Lunedì suonerà la campanella per i circa 48mila studenti riminesi- Per quanto riguada la Scuola secondaria di secondo grado, gli alunni che accederanno per la prima volta alle classi prime saranno circa 2900

Lunedì suonerà la campanella per i circa 48mila studenti riminesi- Per quanto riguada la Scuola secondaria di secondo grado, gli alunni che accederanno per la prima volta alle classi prime saranno circa 2900. Le scelte effettuate a febbraio mostrano una sostanziale tenuta dei professionali ed un leggero incremento dei licei a scapito degli Istituti Tecnici. I nuovi iscritti ai licei sono 1.415, mentre quelli che hanno scelto indirizzi tecnici 936.

Sono invece 561 che hanno preferito l'istituto professionale. Grazie ai nuovi indirizzi attivati dalla Provincia di Rimini (programmazione dell’offerta formativa 2011/2012) gli studenti hanno potuto scegliere fra una rinnovata gamma di opportunità (nuovi indirizzi, opzioni ed articolazioni): il percorso quinquennale di Ottico presso l’Ist. Alberti di Rimini, l’opzione di scienze applicate nel percorso di liceo scientifico presso il Liceo “Volta – Fellini” ed il percorso dell’accoglienza turistica presso l’ISISS Einaudi di Novafeltria.

Altra novità rilevante dell’AS 2011/2012, sempre a programmazione provinciale, è l’avvio del nuovo sistema regionale di Istruzione e formazione professionale (IeFP) che consente agli studenti interessati di acquisire attraverso percorsi specifici triennali, realizzati presso gli Istituti professionali e gli enti di formazione professionale,  una qualifica regionale riconosciuta a livello nazionale.

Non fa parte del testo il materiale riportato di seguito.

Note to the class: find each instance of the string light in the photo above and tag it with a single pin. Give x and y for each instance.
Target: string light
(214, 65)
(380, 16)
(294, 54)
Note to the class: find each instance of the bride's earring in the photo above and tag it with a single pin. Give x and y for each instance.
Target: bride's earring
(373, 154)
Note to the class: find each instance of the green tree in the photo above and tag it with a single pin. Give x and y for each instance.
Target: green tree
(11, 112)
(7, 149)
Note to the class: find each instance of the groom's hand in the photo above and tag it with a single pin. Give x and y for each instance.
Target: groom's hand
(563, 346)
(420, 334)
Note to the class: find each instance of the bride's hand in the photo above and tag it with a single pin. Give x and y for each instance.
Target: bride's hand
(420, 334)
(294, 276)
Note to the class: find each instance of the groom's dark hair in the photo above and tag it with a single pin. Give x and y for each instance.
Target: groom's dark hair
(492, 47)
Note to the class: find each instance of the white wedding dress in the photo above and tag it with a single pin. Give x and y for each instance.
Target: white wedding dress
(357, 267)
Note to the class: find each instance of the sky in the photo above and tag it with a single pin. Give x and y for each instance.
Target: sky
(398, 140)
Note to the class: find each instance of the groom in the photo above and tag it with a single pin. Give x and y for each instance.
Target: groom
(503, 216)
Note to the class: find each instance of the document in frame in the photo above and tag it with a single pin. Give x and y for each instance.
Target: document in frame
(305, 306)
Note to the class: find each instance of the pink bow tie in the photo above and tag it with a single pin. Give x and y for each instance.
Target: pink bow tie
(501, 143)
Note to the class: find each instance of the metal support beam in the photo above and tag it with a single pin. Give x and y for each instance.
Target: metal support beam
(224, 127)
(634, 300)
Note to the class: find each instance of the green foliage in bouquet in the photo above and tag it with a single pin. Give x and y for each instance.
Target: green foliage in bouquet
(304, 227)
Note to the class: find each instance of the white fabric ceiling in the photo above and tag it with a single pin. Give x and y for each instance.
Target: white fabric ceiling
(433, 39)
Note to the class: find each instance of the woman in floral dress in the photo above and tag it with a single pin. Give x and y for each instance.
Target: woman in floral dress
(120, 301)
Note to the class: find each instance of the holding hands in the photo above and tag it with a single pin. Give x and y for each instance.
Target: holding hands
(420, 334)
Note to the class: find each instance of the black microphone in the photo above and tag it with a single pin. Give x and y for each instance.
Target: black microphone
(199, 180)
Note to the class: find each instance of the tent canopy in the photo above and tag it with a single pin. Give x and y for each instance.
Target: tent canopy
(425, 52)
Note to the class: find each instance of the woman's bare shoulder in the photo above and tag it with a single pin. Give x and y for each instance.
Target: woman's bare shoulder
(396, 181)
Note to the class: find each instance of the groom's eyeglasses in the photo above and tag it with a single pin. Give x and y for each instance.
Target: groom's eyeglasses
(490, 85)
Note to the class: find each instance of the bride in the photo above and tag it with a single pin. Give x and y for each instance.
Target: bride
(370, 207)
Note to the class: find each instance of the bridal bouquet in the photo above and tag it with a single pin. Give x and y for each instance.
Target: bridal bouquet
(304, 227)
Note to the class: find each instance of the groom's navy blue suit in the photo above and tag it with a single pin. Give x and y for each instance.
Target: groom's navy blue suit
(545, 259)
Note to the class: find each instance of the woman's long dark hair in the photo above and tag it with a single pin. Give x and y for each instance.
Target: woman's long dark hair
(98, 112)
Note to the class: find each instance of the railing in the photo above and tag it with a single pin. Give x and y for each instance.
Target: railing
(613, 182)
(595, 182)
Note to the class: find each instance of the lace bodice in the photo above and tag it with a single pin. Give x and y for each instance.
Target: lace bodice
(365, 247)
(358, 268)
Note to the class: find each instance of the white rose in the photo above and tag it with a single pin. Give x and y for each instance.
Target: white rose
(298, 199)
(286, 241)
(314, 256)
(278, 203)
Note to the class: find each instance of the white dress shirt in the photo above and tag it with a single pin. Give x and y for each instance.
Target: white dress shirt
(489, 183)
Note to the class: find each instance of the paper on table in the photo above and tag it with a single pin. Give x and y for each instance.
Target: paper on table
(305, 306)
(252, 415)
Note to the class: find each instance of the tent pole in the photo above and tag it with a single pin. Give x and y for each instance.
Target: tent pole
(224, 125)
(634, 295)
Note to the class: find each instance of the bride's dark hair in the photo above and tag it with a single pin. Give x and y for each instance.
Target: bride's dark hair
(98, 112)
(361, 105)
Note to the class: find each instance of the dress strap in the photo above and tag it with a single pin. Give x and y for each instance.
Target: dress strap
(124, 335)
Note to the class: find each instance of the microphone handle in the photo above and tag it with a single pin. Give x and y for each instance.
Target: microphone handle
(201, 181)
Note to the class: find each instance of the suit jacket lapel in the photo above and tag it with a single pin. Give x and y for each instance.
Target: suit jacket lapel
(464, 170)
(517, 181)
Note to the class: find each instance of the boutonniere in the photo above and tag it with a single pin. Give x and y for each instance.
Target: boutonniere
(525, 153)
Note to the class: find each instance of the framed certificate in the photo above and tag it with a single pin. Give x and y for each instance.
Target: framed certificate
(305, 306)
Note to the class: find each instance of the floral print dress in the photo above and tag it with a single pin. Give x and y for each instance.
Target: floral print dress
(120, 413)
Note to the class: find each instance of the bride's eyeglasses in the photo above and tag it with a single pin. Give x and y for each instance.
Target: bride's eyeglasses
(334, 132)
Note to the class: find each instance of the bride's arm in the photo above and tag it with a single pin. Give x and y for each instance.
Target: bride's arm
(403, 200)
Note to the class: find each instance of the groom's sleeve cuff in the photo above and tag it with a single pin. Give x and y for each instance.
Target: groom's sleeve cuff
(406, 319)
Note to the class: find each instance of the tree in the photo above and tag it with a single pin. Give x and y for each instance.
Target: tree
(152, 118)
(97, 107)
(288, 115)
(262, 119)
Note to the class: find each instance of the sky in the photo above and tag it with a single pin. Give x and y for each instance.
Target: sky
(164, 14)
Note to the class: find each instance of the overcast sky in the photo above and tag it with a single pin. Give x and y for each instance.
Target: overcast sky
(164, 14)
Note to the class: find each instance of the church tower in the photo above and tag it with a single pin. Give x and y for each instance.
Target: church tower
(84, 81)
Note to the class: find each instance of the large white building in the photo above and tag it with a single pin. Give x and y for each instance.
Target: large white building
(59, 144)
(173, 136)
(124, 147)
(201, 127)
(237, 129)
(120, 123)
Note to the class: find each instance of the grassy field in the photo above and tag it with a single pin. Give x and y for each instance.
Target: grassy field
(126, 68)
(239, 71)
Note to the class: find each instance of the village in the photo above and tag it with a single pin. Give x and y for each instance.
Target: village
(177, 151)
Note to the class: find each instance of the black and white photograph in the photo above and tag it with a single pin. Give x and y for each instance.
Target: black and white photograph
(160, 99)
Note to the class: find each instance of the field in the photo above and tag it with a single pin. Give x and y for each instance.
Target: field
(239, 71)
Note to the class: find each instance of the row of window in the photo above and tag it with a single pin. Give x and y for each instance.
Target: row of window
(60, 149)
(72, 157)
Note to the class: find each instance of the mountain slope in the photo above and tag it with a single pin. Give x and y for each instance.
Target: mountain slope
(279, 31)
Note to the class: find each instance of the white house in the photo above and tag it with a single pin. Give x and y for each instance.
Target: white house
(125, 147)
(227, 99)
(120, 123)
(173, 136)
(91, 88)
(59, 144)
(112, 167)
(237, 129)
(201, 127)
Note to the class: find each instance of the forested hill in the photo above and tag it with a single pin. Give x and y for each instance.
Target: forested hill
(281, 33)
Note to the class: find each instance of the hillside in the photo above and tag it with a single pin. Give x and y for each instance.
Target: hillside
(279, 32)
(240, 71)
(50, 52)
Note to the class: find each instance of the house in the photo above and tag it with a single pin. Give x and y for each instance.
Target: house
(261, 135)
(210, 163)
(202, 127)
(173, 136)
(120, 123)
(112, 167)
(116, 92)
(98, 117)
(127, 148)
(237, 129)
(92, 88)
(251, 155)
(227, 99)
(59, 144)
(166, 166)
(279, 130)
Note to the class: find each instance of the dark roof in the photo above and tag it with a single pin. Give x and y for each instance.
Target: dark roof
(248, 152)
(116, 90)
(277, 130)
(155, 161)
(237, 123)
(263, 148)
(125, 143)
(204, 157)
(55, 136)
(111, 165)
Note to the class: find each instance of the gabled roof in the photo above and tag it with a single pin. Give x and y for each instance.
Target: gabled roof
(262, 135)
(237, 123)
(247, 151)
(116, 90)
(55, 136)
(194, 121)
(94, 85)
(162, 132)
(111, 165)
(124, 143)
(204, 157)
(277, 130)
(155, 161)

Ed anche per chi si è diplomato a giugno le opportunità di scelta si sono ampliate grazie all’Istituto tecnico superiore (ITS) per il “Turismo e Benessere”, una scuola specialistica che ha il compito di formare figure capaci di risponde alla domanda proveniente dalle aree strategiche del mondo del lavoro e in grado di contribuire, soprattutto in termini di capacità d’innovazione, alla competitività del sistema economico-produttivo.

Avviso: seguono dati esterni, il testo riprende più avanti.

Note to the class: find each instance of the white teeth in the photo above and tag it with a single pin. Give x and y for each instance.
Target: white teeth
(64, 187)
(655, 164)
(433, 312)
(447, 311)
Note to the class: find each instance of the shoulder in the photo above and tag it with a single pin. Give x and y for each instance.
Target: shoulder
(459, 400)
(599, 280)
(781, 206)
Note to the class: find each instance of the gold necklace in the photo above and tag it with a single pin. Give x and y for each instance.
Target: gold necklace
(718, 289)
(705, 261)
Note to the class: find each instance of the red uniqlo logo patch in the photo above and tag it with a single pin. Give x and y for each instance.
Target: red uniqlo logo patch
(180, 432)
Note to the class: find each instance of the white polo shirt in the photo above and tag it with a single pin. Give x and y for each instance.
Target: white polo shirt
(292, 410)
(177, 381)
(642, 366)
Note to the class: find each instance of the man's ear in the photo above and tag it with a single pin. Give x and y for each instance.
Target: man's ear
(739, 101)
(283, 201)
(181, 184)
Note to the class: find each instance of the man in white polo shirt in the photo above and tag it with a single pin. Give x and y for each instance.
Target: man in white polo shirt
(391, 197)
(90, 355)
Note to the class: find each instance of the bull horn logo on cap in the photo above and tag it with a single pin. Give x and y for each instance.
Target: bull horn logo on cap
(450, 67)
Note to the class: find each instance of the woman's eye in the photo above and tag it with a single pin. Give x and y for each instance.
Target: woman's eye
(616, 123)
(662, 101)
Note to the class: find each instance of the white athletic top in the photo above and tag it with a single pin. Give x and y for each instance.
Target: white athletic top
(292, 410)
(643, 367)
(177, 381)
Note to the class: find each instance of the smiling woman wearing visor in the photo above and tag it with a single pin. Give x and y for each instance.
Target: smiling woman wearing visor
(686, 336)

Investire nella scuola e nell'istruzione significa investire sull'intelligenza e sui talenti del nostro territorio - afferma l’assessore Meris Soldati - e l’impegno della Provincia è quello di continuare a farlo perché la formazione scolastica rappresenta una ricchezza fondamentale per la crescita e lo sviluppo del Paese, una risorsa senza la quale sarebbe impossibile pensare al futuro”.

Nonostante le difficoltà derivanti dalle politiche nazionali sulla scuola, l’assessore Soldati è certa che anche quest’anno grazie all’impegno dei dirigenti scolastici, dei docenti e di tutto il personale amministrativo tecnico ed ausiliario il Sistema scolastico provinciale realizzerà pienamente la propria funzione didattica, dimostrando sensibilità ed attenzione verso le esigenze e le peculiarità dei circa 48.000 studenti della nostra provincia.